For years Microsoft's Windows CE/Windows Mobile platform has dominated over the Palm OS. Palm OS did very well in the beginning. It was very nimble and responsive, especially compared to Windows CE once it finally joined the party. As time went on, Microsoft improved their mobile operating system, started calling it Windows Mobile, and surpassed Palm. Having lived at the time the original Palm Pilot was launched and having used both Palm OS and Windows Mobile, I understand the history, the differences, and the strengths and weaknesses of each but I won't go into that here. Suffice it to say that Palm OS failed so epically to keep up with trends/needs/usage patterns that Palm doesn't even use the Palm OS anymore. Microsoft had gained some of this lead by the time the "smartphone" was born and, even though Palm again got into the game early, MS kinda came in and took over.
Having seen the evolution of Windows Mobile, I can tell you that, even though the hardware gets better and faster, WinMo is still a bloated, clunky, unwieldy beast. The one thing that Palm had over WinMo hands-down was that when you tapped an icon, something happened... right then. Windows Mobile has, from day one, been a tap and wait operating system. I mean, for crying out loud, how many lines of code does it take to clear a checkbox? Why is the checkmark still there after you've moved the stylus clear of the screen?
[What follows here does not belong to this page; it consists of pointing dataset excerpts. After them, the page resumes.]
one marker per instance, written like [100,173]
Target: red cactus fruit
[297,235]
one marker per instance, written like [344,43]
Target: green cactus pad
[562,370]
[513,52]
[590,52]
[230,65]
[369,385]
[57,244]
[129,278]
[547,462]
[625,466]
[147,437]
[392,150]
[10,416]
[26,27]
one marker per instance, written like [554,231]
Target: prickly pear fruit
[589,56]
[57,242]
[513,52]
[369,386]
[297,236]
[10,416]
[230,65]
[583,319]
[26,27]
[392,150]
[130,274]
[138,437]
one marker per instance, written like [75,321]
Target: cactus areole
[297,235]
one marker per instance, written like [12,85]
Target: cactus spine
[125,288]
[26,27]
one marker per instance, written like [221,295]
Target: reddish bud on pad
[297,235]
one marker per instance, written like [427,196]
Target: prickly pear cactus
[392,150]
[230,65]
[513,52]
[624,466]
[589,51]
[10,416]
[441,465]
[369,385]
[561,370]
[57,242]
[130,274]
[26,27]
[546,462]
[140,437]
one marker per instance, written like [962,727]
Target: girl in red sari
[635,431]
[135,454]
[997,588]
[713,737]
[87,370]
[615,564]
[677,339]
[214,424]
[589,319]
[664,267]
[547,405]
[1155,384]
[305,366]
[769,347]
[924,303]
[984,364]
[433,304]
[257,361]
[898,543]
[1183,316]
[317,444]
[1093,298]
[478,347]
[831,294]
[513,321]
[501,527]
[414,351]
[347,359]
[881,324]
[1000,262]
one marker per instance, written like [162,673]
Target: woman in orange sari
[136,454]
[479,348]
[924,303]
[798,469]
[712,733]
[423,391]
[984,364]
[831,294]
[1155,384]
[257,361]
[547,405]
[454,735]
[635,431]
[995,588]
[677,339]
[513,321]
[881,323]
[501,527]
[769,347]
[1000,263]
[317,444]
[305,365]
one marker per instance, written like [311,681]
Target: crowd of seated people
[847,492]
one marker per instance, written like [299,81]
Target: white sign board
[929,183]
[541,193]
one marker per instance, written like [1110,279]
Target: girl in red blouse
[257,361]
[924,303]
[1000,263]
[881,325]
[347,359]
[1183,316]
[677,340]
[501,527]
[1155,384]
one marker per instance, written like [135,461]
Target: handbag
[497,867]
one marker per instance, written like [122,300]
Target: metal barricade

In a brilliant move, Microsoft integrated WinMo so tightly with the desktop... they're desktop (via Outlook synchronization, etc.) and made it, eventually, work so smoothly that it just pushed the Windows Mobile platform to the top. Yet Palm still sat on its fat butt and developers flocked to Windows Mobile and the stunningly vast amount of applications developed for WinMo smartphones kept it on top.
I don't know if other companies didn't want to create smartphones, or they didn't feel they could compete with Microsoft, or Microsoft wouldn't let them play in their MS Outlook synchronization garden but they went uncontested for several years... until.
Enter, the iPhone. So well hyped, so well designed, so easy to use, and carrying the same status symbology of owning an actual iPod from Apple that it flew off the AT&T shelves. This despite a hefty price tag. This despite an operating system incapable of what had become basic functions in a mobile operating system. This despite its inability to synchronize with any corporate email system. But it is from Apple and Steve saw it was good and Steve said it was good and Steve got everyone to believe it was great.
Imitation being the sincerest form of getting your own piece of the pie, the market was quickly flooded with iPhone wannabes. Gone were the styluses (should that be styli?) and everything had to be a touch interface (this was not necessarily a bad trend in the overall market). And Microsoft kept the same basic user interface they had been using for five (now seven) years. Just like their foray into the media player market, Microsoft was lagging behind Apple and not bringing anything to the table to compete. They didn't even try. If you want a touch interface on a Windows Mobile device today, that interface has to be a third-party app.
Windows Mobile 6.0 was introduced in Q1 2007 with several notable updates from the previous version. Version 6.1 launched in Q2 2008 with only a few minor tweaks. Then, it took until Q3 2009 to introduce version 6.5, which wasn't even on the Microsoft roadmap until the millions of Windows Mobile fanboys and fangirls stood up and said they didn't want to wait until an undetermined timeframe in 2010 for Microsoft to finally put a dog in the fight. And still, who knows what kind of dog that's going to be. My guess is it won't be a rottweiler or a pit bull.
Just two months ago, Microsoft front-man Steve Ballmer reportedly said during a Venture Capitol summit that Microsoft had "screwed up" on Windows Mobile and had taken too long to release windows 7. Duh. What have you been doing for almost three years while Apple continued to gain market share? Now that the iPhone has stable (and complete) Outlook/Exchange sync and has added many of those aforementioned "basic" features and just fracking works they are finding themselves in the hands of more and more executives and business people that were using 4-year-old basic flip phones just last week. I think the delays in Windows Mobile 7 are going to be their downfall in the smartphone market. I just haven't heard anything revolutionary that will be added to it.